This project implements a complete end-to-end data processing pipeline for New York taxi data. The pipeline uses Airflow for orchestration, Spark for large-scale data processing, PostgreSQL as an intermediate storage layer, and BigQuery as the final data warehouse.
The entire data pipeline follows this workflow:
Data Ingestion → Spark Preprocessing → PostgreSQL Storage → Data Modeling → BigQuery Sync → Visualization
The following image shows the Airflow DAG execution graph for the NYC taxi data pipeline:
The image should show the workflow with tasks including:
- download_data
- spark_clean_data
- load_to_postgres
- check_data_quality
- transform_in_postgres
- upload_to_bq_from_spark
- upload_to_bq_from_postgres
- Apache Airflow: Workflow orchestration tool
- Apache Spark: Distributed data processing engine
- PostgreSQL: Relational database used as intermediate storage
- Google BigQuery: Cloud data warehouse
- Docker: Containerized deployment
- Python: Primary programming language
- Grafana/Looker Studio: Data visualization tools (optional)
.
├── config/ # Configuration files (cloud credentials, database connection info)
├── dags/ # Airflow DAG definitions (NYC taxi data processing workflow)
├── data/ # Data storage directory (raw and processed data)
├── plugins/ # Airflow plugins (custom Operators, etc.)
├── spark-apps/ # Spark applications (data cleaning and transformation logic)
├── spark-data/ # Spark data files (processing results and temporary data)
├── lab/ # Experimental code (proof of concepts and tests)
├── docker-compose.yaml # Docker configuration (service definitions and dependencies)
├── Dockerfile # Docker image definition (environment setup)
├── .env # Environment variables (configuration parameters)
└── README.md # Project documentation
- Docker and Docker Compose
- Python 3.8+
- Configured Google Cloud account (for BigQuery access)
- PostgreSQL database (can be deployed via Docker)
-
Clone the repository
git clone https://github.com/95xin/Data-Engineering-Project---Automatic-Batch-Data-Processing.git cd Data-Engineering-Project---Automatic-Batch-Data-Processing
-
Configure environment variables
cp .env.example .env # Edit the .env file with your configuration information
-
Add Google Cloud credential file to the config directory
- Download the service account key JSON file from Google Cloud Console
- Place the file in the config/ directory and update the path in the .env file
-
Start the environment
docker-compose up -d
-
Access the Airflow Web interface
http://localhost:8080
Default username and password can be found in the docker-compose.yaml file
Using Python's requests library to download raw Parquet data and store it in a predefined path.
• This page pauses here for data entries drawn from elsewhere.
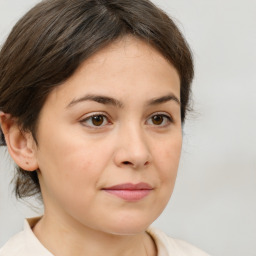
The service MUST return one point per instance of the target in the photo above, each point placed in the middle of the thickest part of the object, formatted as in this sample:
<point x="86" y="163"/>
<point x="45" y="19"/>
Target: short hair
<point x="49" y="43"/>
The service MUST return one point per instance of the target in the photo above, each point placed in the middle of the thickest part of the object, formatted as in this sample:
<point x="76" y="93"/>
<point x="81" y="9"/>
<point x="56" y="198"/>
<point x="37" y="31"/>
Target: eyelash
<point x="167" y="119"/>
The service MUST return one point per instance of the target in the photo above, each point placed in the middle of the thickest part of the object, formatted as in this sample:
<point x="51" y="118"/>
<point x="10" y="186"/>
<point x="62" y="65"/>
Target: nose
<point x="132" y="149"/>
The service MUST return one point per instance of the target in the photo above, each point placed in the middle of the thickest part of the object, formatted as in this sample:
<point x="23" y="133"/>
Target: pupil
<point x="157" y="120"/>
<point x="97" y="120"/>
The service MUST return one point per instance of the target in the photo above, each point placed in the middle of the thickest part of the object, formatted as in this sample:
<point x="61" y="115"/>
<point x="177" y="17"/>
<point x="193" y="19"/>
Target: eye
<point x="96" y="120"/>
<point x="159" y="119"/>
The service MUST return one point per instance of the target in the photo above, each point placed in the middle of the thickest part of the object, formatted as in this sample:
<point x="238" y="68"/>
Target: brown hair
<point x="48" y="44"/>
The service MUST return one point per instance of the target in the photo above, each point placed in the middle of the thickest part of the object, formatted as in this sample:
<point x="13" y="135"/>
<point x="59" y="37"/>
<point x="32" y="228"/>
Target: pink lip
<point x="129" y="191"/>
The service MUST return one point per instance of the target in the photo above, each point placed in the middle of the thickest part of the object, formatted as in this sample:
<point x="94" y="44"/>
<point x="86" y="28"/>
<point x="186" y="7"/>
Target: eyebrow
<point x="116" y="103"/>
<point x="98" y="98"/>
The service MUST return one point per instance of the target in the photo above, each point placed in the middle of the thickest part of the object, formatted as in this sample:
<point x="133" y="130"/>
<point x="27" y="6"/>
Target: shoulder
<point x="169" y="246"/>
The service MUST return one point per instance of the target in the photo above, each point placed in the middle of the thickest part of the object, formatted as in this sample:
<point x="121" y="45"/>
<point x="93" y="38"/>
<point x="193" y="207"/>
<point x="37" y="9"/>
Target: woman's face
<point x="109" y="140"/>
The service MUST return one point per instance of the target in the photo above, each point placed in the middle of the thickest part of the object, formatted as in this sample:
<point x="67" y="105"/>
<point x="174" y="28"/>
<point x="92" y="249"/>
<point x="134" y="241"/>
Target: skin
<point x="78" y="159"/>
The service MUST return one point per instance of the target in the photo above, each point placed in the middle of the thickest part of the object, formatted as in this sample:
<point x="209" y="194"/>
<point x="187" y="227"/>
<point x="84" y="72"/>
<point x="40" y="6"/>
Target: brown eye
<point x="157" y="119"/>
<point x="97" y="120"/>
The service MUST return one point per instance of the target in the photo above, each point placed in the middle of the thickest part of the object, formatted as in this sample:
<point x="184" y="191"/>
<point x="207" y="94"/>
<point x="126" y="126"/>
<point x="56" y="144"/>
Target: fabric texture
<point x="26" y="243"/>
This task ensures we have fresh monthly data for further processing.
Example code:
def download_data():
url = "https://data-source.com/path/to/taxi_data.parquet"
response = requests.get(url)
with open("/path/to/data/raw_taxi_data.parquet", "wb") as f:
f.write(response.content)
Using SparkSubmitOperator to submit a PySpark job for data cleaning:
- Remove rows with null values
- Standardize datetime formats
- Deduplicate records
- Partition by month or date to allow multiple workers to process independently
- Finally, use coalesce(1) to ensure downstream tasks handle only one file
Example code:
df.dropna() \
.dropDuplicates() \
.repartition("year", "month") \
.write.parquet("/path/to/partitioned/data/")
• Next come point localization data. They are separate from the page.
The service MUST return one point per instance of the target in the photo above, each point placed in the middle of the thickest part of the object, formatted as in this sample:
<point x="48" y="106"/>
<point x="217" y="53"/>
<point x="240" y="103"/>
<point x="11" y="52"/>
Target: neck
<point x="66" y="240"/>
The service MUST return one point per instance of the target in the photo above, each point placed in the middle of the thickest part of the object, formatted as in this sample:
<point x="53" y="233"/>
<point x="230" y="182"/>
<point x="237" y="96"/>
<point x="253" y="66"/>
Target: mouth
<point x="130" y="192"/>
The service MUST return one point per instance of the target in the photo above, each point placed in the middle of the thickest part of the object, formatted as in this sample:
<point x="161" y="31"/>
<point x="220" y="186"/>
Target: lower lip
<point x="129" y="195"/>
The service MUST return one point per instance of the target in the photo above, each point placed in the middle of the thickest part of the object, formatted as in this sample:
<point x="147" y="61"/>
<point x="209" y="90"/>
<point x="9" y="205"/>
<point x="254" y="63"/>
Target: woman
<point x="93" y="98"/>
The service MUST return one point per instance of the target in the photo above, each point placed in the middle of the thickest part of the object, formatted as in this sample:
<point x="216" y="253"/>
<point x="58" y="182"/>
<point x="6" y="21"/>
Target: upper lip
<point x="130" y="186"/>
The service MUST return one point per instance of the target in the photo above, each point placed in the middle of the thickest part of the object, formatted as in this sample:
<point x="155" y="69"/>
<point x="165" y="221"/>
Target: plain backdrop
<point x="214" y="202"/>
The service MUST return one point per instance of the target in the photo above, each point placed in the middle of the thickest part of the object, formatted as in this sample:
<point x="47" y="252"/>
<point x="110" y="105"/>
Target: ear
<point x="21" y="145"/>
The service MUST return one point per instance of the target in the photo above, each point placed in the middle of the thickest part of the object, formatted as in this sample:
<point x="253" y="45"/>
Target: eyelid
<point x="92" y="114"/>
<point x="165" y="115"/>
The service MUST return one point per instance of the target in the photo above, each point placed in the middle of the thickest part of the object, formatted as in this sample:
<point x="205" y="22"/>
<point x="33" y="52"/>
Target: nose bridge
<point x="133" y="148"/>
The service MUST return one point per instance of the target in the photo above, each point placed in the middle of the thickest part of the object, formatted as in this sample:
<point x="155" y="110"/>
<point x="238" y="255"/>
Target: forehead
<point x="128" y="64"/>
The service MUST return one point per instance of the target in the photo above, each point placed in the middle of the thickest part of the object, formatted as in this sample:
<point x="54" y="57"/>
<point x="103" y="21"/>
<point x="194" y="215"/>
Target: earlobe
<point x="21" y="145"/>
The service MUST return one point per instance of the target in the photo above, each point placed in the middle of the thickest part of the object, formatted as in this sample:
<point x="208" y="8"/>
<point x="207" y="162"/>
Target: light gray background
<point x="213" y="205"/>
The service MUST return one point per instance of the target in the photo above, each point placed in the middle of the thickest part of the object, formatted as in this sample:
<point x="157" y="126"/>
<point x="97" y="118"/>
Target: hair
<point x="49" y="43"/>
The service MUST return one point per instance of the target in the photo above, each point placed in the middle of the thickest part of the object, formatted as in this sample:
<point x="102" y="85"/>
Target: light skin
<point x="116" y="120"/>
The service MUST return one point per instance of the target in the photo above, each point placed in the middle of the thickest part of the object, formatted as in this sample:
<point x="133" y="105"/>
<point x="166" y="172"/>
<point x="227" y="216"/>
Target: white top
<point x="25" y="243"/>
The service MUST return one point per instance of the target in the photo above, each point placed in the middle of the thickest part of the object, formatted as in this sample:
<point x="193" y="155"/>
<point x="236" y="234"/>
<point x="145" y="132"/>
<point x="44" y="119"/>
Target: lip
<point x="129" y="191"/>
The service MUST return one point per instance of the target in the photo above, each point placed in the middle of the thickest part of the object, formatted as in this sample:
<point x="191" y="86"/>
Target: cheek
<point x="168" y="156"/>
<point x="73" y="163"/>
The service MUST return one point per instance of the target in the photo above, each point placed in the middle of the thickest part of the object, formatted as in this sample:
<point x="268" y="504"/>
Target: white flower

# Final output as a single CSV file
df.coalesce(1).write.csv("/path/to/output.csv", header=True)
This stage loads the cleaned data into PostgreSQL, acting as a controlled environment for further SQL transformations before sending the data to BigQuery.
Using chunk-based processing to avoid memory overload and improve performance:
df_iter = pd.read_csv(csv_file, chunksize=chunksize, iterator=True)
while True:
try:
chunk = next(df_iter)
# Clean column names: remove spaces
chunk.columns = [col.strip() for col in chunk.columns]
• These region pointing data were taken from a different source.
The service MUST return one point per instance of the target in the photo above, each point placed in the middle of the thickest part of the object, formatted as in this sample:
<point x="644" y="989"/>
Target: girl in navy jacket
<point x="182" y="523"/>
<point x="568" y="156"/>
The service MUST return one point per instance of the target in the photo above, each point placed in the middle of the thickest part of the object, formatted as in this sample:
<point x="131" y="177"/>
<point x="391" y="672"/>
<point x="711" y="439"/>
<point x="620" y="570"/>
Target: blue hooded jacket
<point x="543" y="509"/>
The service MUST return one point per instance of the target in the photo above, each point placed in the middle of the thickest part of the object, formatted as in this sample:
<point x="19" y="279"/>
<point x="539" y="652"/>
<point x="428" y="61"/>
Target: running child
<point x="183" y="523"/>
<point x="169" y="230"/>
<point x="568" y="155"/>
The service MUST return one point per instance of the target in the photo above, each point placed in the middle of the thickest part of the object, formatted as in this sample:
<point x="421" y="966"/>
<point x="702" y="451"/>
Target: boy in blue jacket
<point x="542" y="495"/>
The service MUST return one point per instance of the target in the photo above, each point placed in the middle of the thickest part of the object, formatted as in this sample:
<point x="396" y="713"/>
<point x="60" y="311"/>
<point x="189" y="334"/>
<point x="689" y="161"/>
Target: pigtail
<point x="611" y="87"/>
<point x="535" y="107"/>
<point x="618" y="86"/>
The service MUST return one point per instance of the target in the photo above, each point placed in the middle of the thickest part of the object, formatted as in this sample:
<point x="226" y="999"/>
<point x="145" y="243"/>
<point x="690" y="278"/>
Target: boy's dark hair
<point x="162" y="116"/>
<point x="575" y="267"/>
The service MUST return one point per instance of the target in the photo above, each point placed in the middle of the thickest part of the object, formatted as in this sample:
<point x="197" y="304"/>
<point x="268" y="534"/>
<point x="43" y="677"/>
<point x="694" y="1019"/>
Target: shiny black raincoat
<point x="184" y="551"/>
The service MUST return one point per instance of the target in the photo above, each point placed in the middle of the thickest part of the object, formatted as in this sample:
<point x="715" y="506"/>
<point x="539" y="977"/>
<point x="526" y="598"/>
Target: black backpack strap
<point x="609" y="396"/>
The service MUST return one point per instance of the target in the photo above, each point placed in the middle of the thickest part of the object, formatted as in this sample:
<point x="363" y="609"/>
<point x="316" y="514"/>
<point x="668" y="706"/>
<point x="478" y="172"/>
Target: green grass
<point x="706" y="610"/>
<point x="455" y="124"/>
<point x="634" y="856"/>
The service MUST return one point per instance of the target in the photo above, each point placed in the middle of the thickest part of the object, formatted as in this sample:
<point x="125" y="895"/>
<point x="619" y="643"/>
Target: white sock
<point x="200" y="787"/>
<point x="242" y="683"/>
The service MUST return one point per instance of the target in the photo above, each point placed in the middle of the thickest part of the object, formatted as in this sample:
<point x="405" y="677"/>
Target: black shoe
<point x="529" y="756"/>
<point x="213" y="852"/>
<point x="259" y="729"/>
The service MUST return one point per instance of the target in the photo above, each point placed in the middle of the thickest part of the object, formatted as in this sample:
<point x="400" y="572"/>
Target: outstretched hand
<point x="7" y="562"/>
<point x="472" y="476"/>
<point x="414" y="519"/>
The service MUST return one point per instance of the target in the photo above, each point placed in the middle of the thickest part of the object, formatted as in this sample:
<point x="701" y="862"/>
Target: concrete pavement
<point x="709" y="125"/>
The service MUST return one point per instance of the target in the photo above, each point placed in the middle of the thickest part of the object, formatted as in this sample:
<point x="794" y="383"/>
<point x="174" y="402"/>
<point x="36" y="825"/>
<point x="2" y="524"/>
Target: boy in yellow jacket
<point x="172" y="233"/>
# Convert strings to datetime
chunk["tpep_pickup_datetime"] = pd.to_datetime(chunk["tpep_pickup_datetime"], errors="coerce")
chunk["tpep_dropoff_datetime"] = pd.to_datetime(chunk["tpep_dropoff_datetime"], errors="coerce")
# Insert data
chunk.to_sql("table_name", engine, if_exists="append", index=False, method="multi")
except StopIteration:
print("All chunks processed. PostgreSQL loading complete!")
break
After uploading large datasets, creating indexes on commonly filtered or joined columns (such as B-Tree indexes):
CREATE INDEX idx_pickup_datetime ON taxi_data(tpep_pickup_datetime);
In this stage, we perform data modeling and enrichment:
- Create a main table structure, specifying pickup_date as the partition key
- Create sub-tables
- Use SQL statements with CASE WHEN logic to enrich the dataset
-- Add time bucket column
ALTER TABLE taxi_data ADD COLUMN time_bucket VARCHAR(20);
-- Populate values using CASE WHEN
UPDATE taxi_data
SET time_bucket = CASE
WHEN EXTRACT(HOUR FROM tpep_pickup_datetime) BETWEEN 7 AND 10 THEN 'Morning Rush'
WHEN EXTRACT(HOUR FROM tpep_pickup_datetime) BETWEEN 16 AND 19 THEN 'Evening Rush'
ELSE 'Other'
END;
Configuring LoadJobConfig to enable schema autodetection and automatically skip header rows during ingestion:
from google.cloud import bigquery
client = bigquery.Client()
job_config = bigquery.LoadJobConfig(
source_format=bigquery.SourceFormat.CSV,
skip_leading_rows=1,
autodetect=True,
)
with open(csv_file, "rb") as source_file:
load_job = client.load_table_from_file(
source_file,
"project.dataset.table",
job_config=job_config
)
load_job.result() # Wait for the job to complete
Using Grafana or Looker Studio to connect to BigQuery datasets and build dashboards for insights like trip volume, average fare by time buckets, etc.
While this part is optional, it helps validate the entire pipeline by visually checking the processed results.
The project includes a monitoring layer to track pipeline health, task failures, data anomalies, and performance metrics:
default_args = {
'owner': 'airflow',
'email': ['[email protected]'],
'email_on_failure': True,
'retries': 1,
'retry_delay': timedelta(minutes=5),
}
Additionally, we use:
- Airflow's task logs to analyze execution times
- Spark UI to check stages with high shuffle read/write times and optimize accordingly
When the data pipeline runs automatically the next time, the mechanism for uploading new data is incremental loading. This ensures that only new or changed data is processed, improving efficiency and reducing resource consumption.
In summary, this project covers a complete batch processing workflow from ingestion to warehouse loading. It demonstrates hands-on experience with orchestration (Airflow), distributed processing (Spark), relational storage (Postgres), cloud warehouse (BigQuery), and end-to-end pipeline design.
Contributions and improvement suggestions are welcome! Please follow these steps:
- Fork the repository
- Create your feature branch (
git checkout -b feature/AmazingFeature
) - Commit your changes (
git commit -m 'Add some AmazingFeature'
) - Push to the branch (
git push origin feature/AmazingFeature
) - Open a Pull Request